Another moment in this ten year journey that stands out for me is that of the Omagh bombing. In late August of 1998, when the Peace Accord was new and fragile and Northern Ireland’s political future was still very uncertain, those who didn’t want peace tried to stop it in its tracks. In a crowded city center on a Sunday afternoon the bomb went off. With tragic irony this incident became the most deadly in the 30 years of the Troubles. Fortunately hate, violence and destruction have their limits. Instead of reigniting the terrible cycle of retaliation, that bombing inspired greater support for peace. It reminded the people, in grim and harrowing detail, of precisely what they so desperately longed to leave behind. In each moment we choose and those choices create our future.

Of all of the stories of the Troubles, the one that I think will always mean the most to me is of a man, now deceased, named Gordon Wilson. In November of 1987 the Troubles had been going on for twenty years, peace process after peace process had failed and the violence was relentless. At that year’s Remembrance (Veteran’s Day) parade in a small town called Enniskillen, the IRA targeted and bombed elderly, retired British soldiers who had gathered in the town center for the annual ceremony. Amongst the dead was a young nurse who had come to the event with her father, Mr. Wilson. A BBC reporter caught up with him later that evening and this is what he said.

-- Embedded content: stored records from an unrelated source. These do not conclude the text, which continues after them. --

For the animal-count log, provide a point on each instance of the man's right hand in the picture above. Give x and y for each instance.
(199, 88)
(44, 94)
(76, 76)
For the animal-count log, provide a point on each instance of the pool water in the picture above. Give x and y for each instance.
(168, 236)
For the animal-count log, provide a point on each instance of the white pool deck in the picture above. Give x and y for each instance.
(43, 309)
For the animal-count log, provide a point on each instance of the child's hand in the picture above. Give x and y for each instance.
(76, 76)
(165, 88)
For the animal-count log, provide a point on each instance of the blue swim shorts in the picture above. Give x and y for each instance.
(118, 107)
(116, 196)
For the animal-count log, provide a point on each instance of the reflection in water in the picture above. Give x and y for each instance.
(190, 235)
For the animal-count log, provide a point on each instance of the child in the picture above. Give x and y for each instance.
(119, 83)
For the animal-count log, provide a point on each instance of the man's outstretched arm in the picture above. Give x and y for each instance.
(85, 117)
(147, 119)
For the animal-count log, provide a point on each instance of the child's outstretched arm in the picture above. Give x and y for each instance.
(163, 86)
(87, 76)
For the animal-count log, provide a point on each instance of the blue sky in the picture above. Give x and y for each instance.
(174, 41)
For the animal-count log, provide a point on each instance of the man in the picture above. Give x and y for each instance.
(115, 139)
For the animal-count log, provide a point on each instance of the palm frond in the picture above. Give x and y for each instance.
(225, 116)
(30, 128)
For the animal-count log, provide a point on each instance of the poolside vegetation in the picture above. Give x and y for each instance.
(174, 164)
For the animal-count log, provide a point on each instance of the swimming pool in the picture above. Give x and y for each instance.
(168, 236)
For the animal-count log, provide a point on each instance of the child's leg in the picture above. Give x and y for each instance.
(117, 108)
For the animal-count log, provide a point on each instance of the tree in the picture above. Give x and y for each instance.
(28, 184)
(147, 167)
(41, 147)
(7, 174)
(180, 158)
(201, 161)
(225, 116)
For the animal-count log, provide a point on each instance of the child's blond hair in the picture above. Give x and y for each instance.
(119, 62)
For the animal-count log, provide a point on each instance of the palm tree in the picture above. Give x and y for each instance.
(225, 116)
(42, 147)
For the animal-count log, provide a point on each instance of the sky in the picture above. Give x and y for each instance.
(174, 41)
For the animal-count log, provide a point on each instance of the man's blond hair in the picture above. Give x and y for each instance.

"She held my hand tightly, and gripped me as hard as she could. She said, 'Daddy, I love you very much.' Those were her exact words to me, and those were the last words I ever heard her say. But I bear no ill will. I bear no grudge. Dirty sort of talk is not going to bring her back to life. She was a great wee lassie. She loved her profession. She was a pet. She's dead. She's in Heaven and we shall meet again.”

A Protestant, he would not allow his daughter’s death to be used to fuel Loyalist retribution. Her death and his tender and profound words began to change things.

So when “the pipes” come calling this year, if you see me with a tear in my eye, it won’t be for the sorrows of Ireland, or myself. It will be for the Love of people like the late Gordon Wilson. It will be for the Irish people, who just this past May formed a joint government where Protestant and Catholic serve together. It will be for those kids who now go to school together that I’m always going on about. And it will be for the dawning of St. Patrick’s Day in a new Northern Ireland.


Oh Danny boy, the pipes, the pipes are calling
From glen to glen, and down the mountain side
The summer's gone, and all the flowers are dying
'Tis you, 'tis you must go and I must bide.

But come ye back when summer's in the meadow
Or when the valley's hushed and white with snow
'Tis I'll be here in sunshine or in shadow
Oh Danny boy, oh Danny boy, I love you so.

And if you come, when all the flowers are dying
And I am dead, as dead I well may be
You'll come and find the place where I am lying
And kneel and say an "Ave" there for me.

And I shall hear, tho' soft you tread above me
And all my dreams will warm and sweeter be
If you'll bend and tell me that you love me
I simply sleep in peace until you come to me.